Karınız demiyor mu “Bu kadar çok anlatma!” diye?
-Hanım alıştı artık. Şimdi özel kalemimin gözü, kaşı kalkıyor, beni korumaya çalışıyor. Ama ben, neysem oyum. Hep açık oldum, öyle de olmaya devam edeceğim. Halk benim için, “Bu adam ağzına geleni söyler ama doğru söyler!” der, haksız da değiller...
Sizde ‘klasik siyasetçi’ tipi yok, niye siyasete girdiniz?
-Bunu Abdullah Gül’e borçluyuz! Beş yıl önce ikinci kez rektörlük seçimini kazandım. YÖK’ten de birinci çıktım. Bilimsel dosyam da rakibimden çok çok iyiydi. Ama Cumhurbaşkanı, rakibimi atadı. Siyaseten öyle yaptı sanırım. Sonra da ben üniversiteye karşı soğudum.
Peki kırgınlık mı, kızgınlık mı?
-Daha fazlası! İnançsızlık oluştu. İnsanı zorla soğutuyorlar bu memlekette bir sürü şeyden. Yoksa ben üniversitemi çok özlüyorum. Deniz Baykal aradı ve siyasete girdim.

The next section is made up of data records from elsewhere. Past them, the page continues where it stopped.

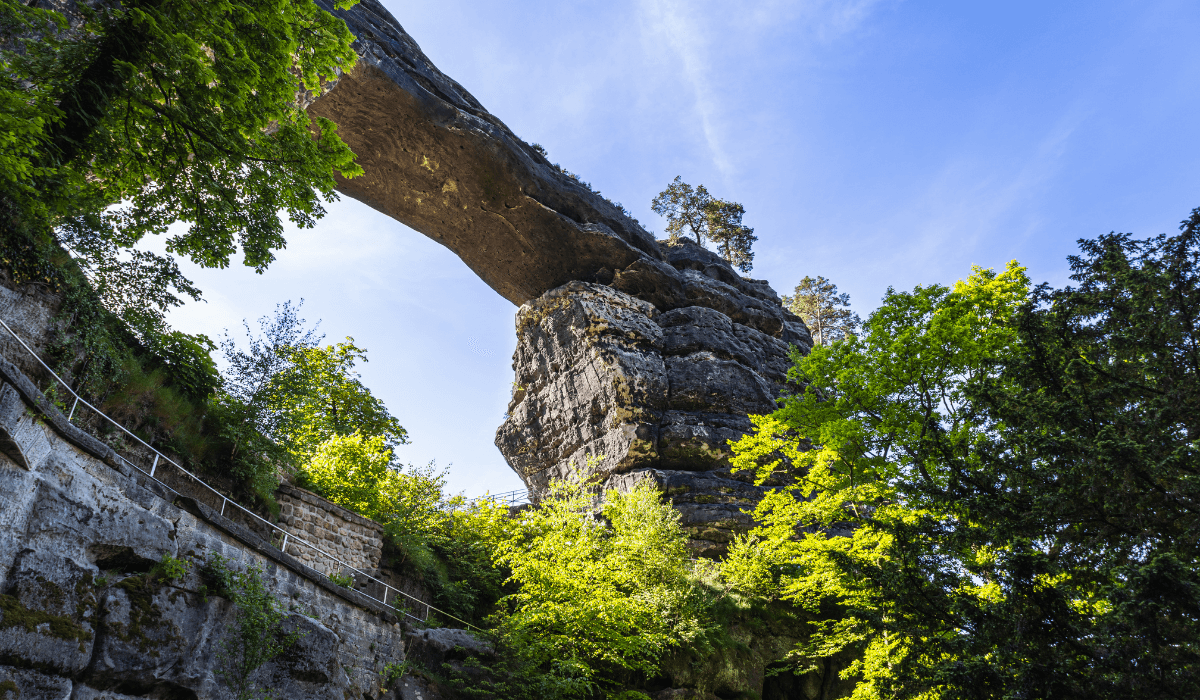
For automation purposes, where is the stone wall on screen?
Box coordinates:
[0,359,404,700]
[275,484,383,576]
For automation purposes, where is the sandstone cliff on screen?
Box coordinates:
[308,0,811,554]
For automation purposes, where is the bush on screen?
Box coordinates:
[496,481,712,698]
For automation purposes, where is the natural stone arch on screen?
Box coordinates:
[308,0,812,555]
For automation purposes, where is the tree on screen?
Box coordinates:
[706,199,758,273]
[784,275,863,346]
[650,175,757,273]
[210,299,322,492]
[650,175,713,245]
[271,337,408,463]
[726,209,1200,699]
[726,264,1028,698]
[497,481,709,698]
[0,0,361,348]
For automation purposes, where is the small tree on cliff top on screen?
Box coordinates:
[650,175,757,273]
[784,276,863,346]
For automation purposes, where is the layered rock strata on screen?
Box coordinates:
[496,241,812,556]
[0,358,404,700]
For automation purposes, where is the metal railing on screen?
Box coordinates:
[466,489,533,507]
[0,318,477,630]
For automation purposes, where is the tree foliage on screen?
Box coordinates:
[205,554,301,700]
[725,210,1200,698]
[497,481,709,696]
[784,275,863,346]
[0,0,361,265]
[0,0,361,399]
[271,337,408,463]
[650,177,758,273]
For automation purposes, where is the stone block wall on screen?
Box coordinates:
[0,358,406,700]
[275,484,383,576]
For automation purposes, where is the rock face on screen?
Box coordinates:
[496,237,811,555]
[308,0,811,554]
[308,0,659,304]
[0,359,404,700]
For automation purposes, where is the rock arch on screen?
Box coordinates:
[307,0,812,554]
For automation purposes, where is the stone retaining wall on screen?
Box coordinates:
[0,358,404,700]
[275,484,383,576]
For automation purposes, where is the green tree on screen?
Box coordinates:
[209,299,322,501]
[206,555,302,700]
[784,275,863,346]
[497,481,709,696]
[706,199,758,273]
[270,337,408,463]
[650,175,713,245]
[0,0,361,350]
[726,216,1200,699]
[650,175,757,273]
[724,263,1028,698]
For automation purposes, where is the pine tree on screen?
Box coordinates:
[706,199,758,273]
[650,175,758,273]
[784,276,863,345]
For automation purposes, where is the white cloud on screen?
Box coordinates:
[637,0,883,180]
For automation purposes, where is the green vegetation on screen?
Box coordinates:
[722,209,1200,699]
[496,481,712,698]
[784,275,863,345]
[204,555,301,700]
[0,0,361,501]
[150,555,192,581]
[650,177,758,273]
[0,594,91,642]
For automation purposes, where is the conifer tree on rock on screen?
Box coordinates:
[784,275,863,346]
[650,175,758,273]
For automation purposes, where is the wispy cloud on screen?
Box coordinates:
[638,0,886,179]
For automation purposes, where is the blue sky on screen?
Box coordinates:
[159,0,1200,495]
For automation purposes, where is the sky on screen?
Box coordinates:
[157,0,1200,496]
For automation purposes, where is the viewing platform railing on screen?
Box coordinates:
[0,319,477,630]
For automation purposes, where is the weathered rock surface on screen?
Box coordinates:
[308,0,659,304]
[496,241,811,556]
[0,359,404,700]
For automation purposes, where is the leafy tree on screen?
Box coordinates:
[650,175,757,273]
[784,275,863,346]
[497,481,708,696]
[0,0,361,260]
[206,555,302,700]
[210,300,322,501]
[725,210,1200,698]
[0,0,361,386]
[271,337,408,463]
[725,264,1028,698]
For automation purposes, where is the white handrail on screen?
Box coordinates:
[0,318,482,632]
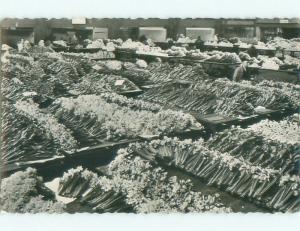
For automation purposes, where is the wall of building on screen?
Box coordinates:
[0,18,300,45]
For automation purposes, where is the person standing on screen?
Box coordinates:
[195,36,204,51]
[232,61,247,82]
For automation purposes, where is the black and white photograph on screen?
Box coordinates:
[0,0,300,229]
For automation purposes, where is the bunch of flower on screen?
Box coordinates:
[248,119,300,144]
[130,138,300,211]
[53,95,201,143]
[14,100,77,151]
[0,168,65,213]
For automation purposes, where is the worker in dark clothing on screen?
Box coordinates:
[247,45,258,57]
[232,61,247,82]
[195,36,204,51]
[139,35,148,45]
[233,44,240,54]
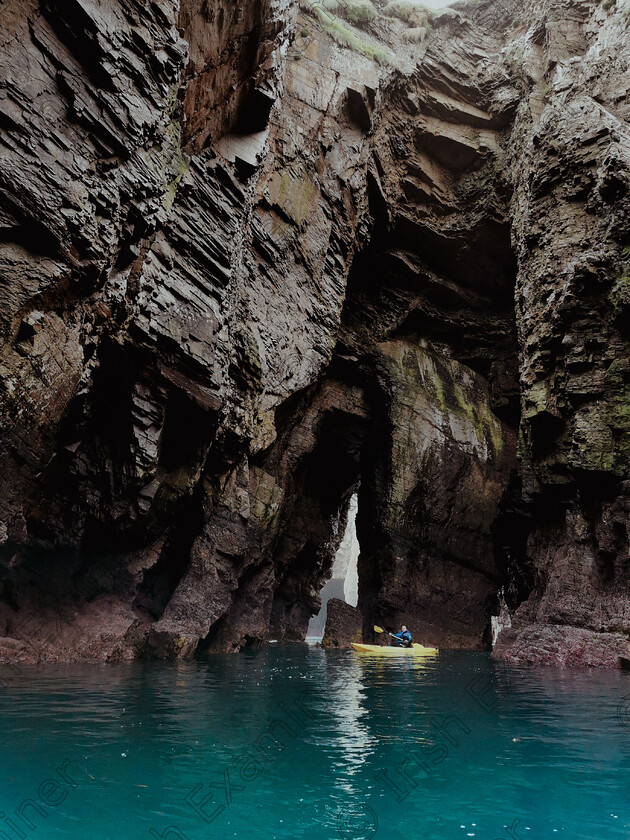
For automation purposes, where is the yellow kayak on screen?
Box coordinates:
[352,642,439,656]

Peki siz bu kadar sevildiğinizi biliyor muydunuz? İnanılmaz güzel şeyler yazmış öğrencileriniz arkanızdan...
-Bilmiyordum, çok gururlandım.
Sorumsuzca harcadı
Antalya’nın en büyük sorunu ne sizce?
-Son 50 yıldır göçle çok hızlı büyüyen bir şehir. İmar planları, bu büyüme hesap edilmeden yapılmış. Haliyle binadan geçilmiyor. Opera binası yapacağınız meydan bile kalmamış. Ancak kamulaştırmayla düzelir. Ama dünyanın hiçbir ülkesinde, Antalya gibi pahalı bir şehir kamulaştırılamaz. Çok zor. Ben sadece yeni bir dokunuş yapmamaya çalışıyorum. Bence en büyük sorun bu. Ama halka sorsanız, “Trafik” der. Türkiye’deki diğer büyük şehirlerle kıyaslanamaz ama evet, trafik sorunu var...
Menderes Türel’in tramvayı trafik sorununu çözmedi mi?
-O da bize önceki belediye başkanının hediyesi! 150 milyon Euro. Şu ana kadar sadece faizlerini ödeyebildik. Ana para ödemesi şimdi başlıyor. Kilometresi 15 milyon Euro’ya mal oluyor. Dünya ve Türkiye maliyet ortalaması 5 milyon Euro. Ben belediye başkanıyken böyle bir ihale olsaydı, bu fiyata çıkmazdı ya da ben kabul etmezdim. Kayseri’de, Bursa’da, Antep’te AK Parti belediyelerinde bu işlerin niye yapıldığı belli. Elimde kanıt olmadığı için, “Yolsuzluk vardır” diyemem, hak yemeyeyim ama son derece pahalı bir tramvay projesi. Terazinin bir kefesinde 10.5 kilometrelik 150 milyon Euro’ya mal olmuş bir tramvay var, öbür kefesinde benim aldığım 40 kırmızı otobüs, o da 4 milyon Euro. 4.5 senede kendini amorti etti. İkisi de günde 40 bin yolcu taşıyor. Birisi 40 kat daha pahalı. Problem, halkın parasını sorumsuzca harcamak!
Siz “Başkanlığı rant için yapmıyorum” diyorsunuz ne demeye çalışıyorsunuz, Türel öyle mi yapıyor?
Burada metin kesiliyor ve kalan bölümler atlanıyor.